Analyzing the voting power distribution changes in the validator set following a validator set expansion.
May 30, 2022

TLDR

Analysis

The goal of the proposal was to increase decentralization of the network. We tracked the validator cumulative share for 8 days prior to the proposal and 8 days after the proposal to compare its effects. To us, meaningful decentralization would mean shifting the benchmark of the 2/3 cumulative share, which is what determines the prevote. Graph #1 displays the cumulative share controlled by the top 5, top 10, top 25, and top 50 validators. While less important than the prevote level, it is useful to more holistically observe decentralization, especially when evaluating lower timeframes such as our 16 day period. The thick black line in the center of the graph is representative of the proposal taking effect.

As is clear, the cumulative share did not change in any significant or noticeable way. However, there were a couple issues with our dataset that deserve recognition. Acheron, ranked 31, was jailed at the beginning of our study and then unjailed on January 5. We removed them from our dataset until January 8 to isolate the effects of the proposal on the dataset we had from before the proposal had passed. We reintroduced Acheron on the last day of data gathering to identify the true current distribution of validator cumulative share. It did not impact the dataset in any noticeable way. GStaking, ranked 41, was jailed on January 6. We continued to include them in the dataset until January 8 as they were active during the pre-proposal data collection period. We removed GStaking from the dataset on January 8 to identify the true current distribution of validator cumulative share. It did not impact the dataset in any noticeable way.

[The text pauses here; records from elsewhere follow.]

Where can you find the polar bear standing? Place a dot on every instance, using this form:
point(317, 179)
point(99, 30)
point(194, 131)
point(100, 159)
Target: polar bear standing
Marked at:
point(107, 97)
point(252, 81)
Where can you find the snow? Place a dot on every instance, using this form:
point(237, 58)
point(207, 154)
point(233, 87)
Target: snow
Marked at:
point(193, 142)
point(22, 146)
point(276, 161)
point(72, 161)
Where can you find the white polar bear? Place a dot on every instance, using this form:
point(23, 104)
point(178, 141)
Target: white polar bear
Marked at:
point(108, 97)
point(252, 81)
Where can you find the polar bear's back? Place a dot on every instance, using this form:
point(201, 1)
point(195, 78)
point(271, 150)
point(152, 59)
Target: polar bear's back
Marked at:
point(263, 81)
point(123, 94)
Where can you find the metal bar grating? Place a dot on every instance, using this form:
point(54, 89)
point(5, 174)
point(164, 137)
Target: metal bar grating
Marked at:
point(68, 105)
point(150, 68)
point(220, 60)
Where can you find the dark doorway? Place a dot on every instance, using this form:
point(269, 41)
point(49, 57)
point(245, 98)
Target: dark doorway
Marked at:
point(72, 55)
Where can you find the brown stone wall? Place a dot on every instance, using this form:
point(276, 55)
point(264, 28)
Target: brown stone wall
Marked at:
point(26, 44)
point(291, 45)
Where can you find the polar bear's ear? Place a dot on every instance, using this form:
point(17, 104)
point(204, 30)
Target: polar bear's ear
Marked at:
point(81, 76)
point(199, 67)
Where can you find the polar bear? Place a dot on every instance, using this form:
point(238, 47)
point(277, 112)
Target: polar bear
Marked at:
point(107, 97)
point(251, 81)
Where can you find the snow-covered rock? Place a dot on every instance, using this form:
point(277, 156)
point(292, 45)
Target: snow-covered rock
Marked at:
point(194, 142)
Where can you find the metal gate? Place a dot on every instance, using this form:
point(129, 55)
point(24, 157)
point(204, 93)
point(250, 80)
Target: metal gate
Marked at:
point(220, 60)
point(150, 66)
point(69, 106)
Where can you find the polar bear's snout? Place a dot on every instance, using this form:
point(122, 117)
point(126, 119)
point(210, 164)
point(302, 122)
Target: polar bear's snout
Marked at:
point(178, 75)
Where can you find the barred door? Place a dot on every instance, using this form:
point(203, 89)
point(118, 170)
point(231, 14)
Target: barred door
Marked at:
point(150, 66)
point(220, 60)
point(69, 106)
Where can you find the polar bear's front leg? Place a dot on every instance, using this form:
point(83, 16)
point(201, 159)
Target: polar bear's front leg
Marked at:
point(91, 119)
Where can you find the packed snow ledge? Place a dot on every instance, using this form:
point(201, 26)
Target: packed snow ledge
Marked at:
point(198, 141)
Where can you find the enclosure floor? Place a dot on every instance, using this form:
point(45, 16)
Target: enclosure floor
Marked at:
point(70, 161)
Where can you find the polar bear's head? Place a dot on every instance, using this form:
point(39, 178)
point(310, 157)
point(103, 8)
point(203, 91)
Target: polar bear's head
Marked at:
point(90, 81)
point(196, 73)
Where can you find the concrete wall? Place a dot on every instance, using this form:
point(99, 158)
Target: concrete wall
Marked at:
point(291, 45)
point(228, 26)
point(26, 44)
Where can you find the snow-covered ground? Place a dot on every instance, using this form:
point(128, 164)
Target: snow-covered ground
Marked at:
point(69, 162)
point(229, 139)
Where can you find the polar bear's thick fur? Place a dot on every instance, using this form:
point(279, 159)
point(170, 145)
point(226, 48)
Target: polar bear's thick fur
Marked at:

Ultimately, Proposal #14 has not proportionally increased network decentralization, as is evidenced by the ultra-mildly strengthening share of the top 10/25 and the stable share of the top 50. It is probable that in the long-run this will contribute to decentralization as opposed to an 85 validator set. However, the question over whether this was the right time to expand the set remains. The negatives to Proposal #14 are that the larger set is less efficient than the smaller set and increasing the set may fracture delegations to smaller validators. The positives are that many new validators entered the Akash ecosystem and can experiment with deploying infrastructure, increasing activity and participation within Akash.